Neal Hazzard appealed to the cooler heads among the new leaders of the university and convinced them to hold their demonstration in the American Sector.

Twenty-five hundred students walked the Stresemann Strasse spanning from curb to curb, and behind them walked 25,000 Berliners. At a place where Goebbels’ Propaganda Ministry once stood they came to a halt, looking across the street into the Soviet Sector, a leveled field that once held

Hitler’s Reich Chancellory. It was filled with Soviet tanks and guns.

The students wore black arm bands, carried black-bordered photographs of the first martyr of a new age, Heidi Fritag. Other placards demanded the freedom of Matthias Schindler.

At the head of their number walked Colonel Neal Hazzard.

Chapter Twenty-three Winter, 1946–47

IT WAS THE COLDEST in the history of Europe.

In Berlin blustery north winds and snow dropped the temperature to twenty and thirty below zero. People froze to death by the dozens, helplessly covered with rags. The infant mortality rate skyrocketed; the water supply froze; filth bred epidemic; rampages of pneumonia and TB swept the city along with a diphtheria epidemic. Gonorrhea and syphilis had long ago found a home in the orgy-filled town.

Berlin was an icebox with bare shelves. Emergency soup kitchens attempted to stave off starvation. People were driven from the heatless shells of buildings down into the underground railroad and to bomb shelters.

In one of the desperation measures, the Kommandatura gave permission for Berliners to cut down their forests for use as firewood. This became the most terrible symbol of the defeat. They trudged in the face of a frigid death from their hovels to gather armloads of kindling.

In the Western Sectors the Grunewald and Tegel forest heard the ring of the ax as did the woods bordering the medieval section of the city at Spandau. In the Russian Sector the great State Forest on the Müggel toppled to the same fate.

When the Falkensteins were not at work they huddled around a single unit of warmth, a wood-kindled kitchen stove from turn of the century vintage, or they lay bundled beneath stacks of covering.

Ernestine was able to use her former legal training in obtaining a position in the Magistrat in the reorganization of the laws and courts. She worked for American jurists in the military government, which also kept her out of the physical cold a part of the day.

At home she tried in vain to bring her family back together. Hildegaard preyed on her mind always. She remained a regular at the Paris Cabaret, taking that sordid life as against the risks of the bitter weather and life outside. Hilde had a third case of gonorrhea and an abortion. Ernestine saw the arrogance fade from her sister. Hilde was the chattel of Stumpf, the mistress of Elke Handfest. Yet, despite it, the girl went into her twenty-first birthday with much of her early beauty.

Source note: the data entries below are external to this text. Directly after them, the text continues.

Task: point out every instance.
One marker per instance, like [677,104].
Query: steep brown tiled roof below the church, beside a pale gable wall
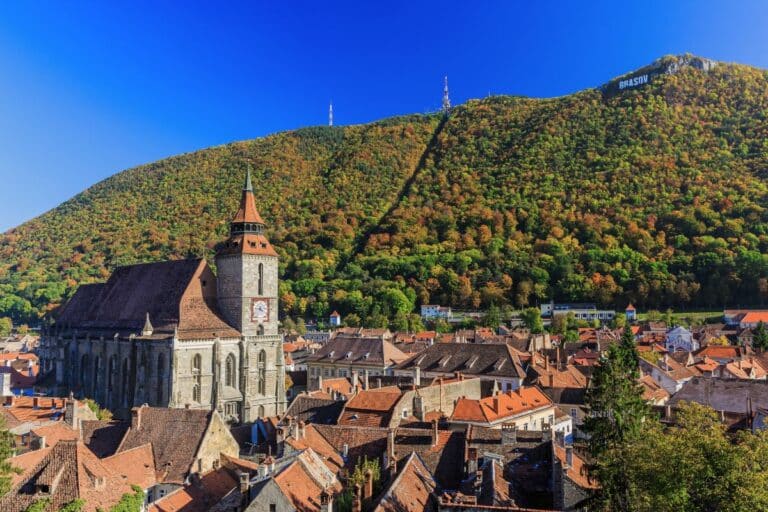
[175,435]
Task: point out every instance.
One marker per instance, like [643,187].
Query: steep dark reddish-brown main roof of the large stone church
[176,294]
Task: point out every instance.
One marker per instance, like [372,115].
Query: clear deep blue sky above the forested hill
[90,88]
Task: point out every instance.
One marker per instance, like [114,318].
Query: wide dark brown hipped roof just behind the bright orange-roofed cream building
[490,359]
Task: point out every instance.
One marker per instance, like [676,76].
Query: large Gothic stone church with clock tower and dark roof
[173,334]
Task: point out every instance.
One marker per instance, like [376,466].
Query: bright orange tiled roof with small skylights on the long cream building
[501,406]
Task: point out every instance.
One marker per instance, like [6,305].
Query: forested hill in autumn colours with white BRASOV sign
[651,192]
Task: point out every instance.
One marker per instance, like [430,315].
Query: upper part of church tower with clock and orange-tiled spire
[248,272]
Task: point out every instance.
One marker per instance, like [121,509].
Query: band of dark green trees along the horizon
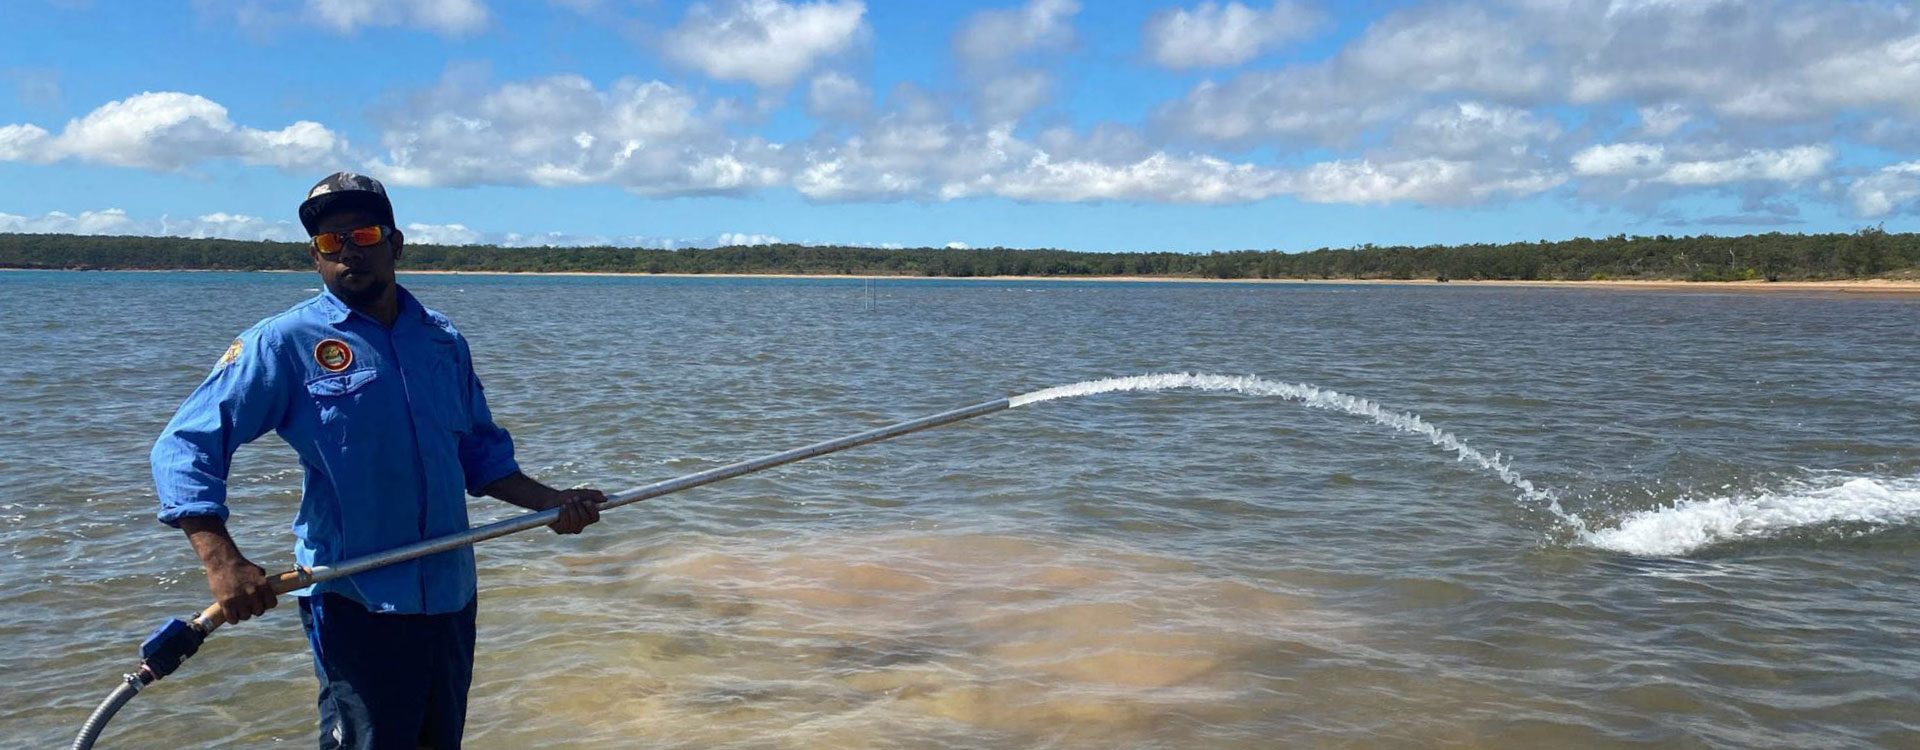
[1865,254]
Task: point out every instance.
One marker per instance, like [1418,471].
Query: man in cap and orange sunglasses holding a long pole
[379,398]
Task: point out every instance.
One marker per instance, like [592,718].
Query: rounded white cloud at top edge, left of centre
[763,41]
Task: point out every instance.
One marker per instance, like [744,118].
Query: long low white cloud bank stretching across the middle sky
[660,141]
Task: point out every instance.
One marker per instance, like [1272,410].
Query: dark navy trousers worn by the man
[389,680]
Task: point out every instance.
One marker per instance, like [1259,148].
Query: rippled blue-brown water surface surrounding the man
[1735,565]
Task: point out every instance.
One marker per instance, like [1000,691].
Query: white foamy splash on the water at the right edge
[1694,525]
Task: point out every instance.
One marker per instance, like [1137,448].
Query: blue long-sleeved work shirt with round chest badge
[391,427]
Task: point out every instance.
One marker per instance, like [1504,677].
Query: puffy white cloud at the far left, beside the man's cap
[172,131]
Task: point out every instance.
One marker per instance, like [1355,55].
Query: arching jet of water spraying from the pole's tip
[1318,398]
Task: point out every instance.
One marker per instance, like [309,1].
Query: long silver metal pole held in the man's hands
[302,578]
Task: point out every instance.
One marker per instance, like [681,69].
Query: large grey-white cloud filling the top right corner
[1737,62]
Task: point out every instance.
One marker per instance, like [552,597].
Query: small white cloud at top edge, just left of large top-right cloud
[1211,35]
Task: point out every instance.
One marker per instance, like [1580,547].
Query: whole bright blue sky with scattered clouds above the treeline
[1045,124]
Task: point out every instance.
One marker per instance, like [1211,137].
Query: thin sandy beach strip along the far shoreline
[1873,287]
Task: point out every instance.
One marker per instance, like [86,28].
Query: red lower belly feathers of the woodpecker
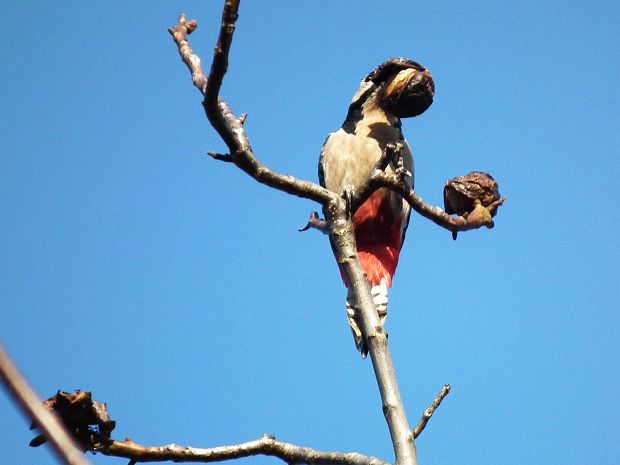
[378,236]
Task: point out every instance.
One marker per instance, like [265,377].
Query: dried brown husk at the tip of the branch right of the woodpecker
[461,193]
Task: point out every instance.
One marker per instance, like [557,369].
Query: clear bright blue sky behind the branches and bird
[180,292]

Ernestine was unable to bear it any longer. Talks with Hilde had no effect. She went to her mother.

“I have suspected Hilde’s activities for a long time,” Herta said.

“Why in the name of God haven’t you done something?” Ernestine demanded.

“I tried to speak to her, but she will admit to nothing. She passes me off. Besides, in these times who is to say she is wrong? It will all pass in a few years.”

“Mother, we must do something for Hilde now. We can’t wait. She must be sent out of Berlin.”

“That is not possible without your father knowing why.”

“Of course, he will be told.”

Herta stood fast. “Your father must not know. He has enough troubles.”

Gerd Falkenstein proved to be energetic, industrious, and ingenious. These were the traits, he boasted, that had made the German people superior and God’s chosen.

With an old comrade and money from his father’s savings, Gerd was able to buy up several thousand surplus gas masks and convert the metal casings into pans and ladles. As his parents worked to support his enterprise, he received a license to reclaim rubble and with his partner rigged a device to resurface bricks and stone into standard sizes. Their operation was carried on in a patched-up shell of a small, bombed-out factory in Schöneberg Borough in the Ami Sector. He boasted openly that the family would stop working one day and return to the old standard of living.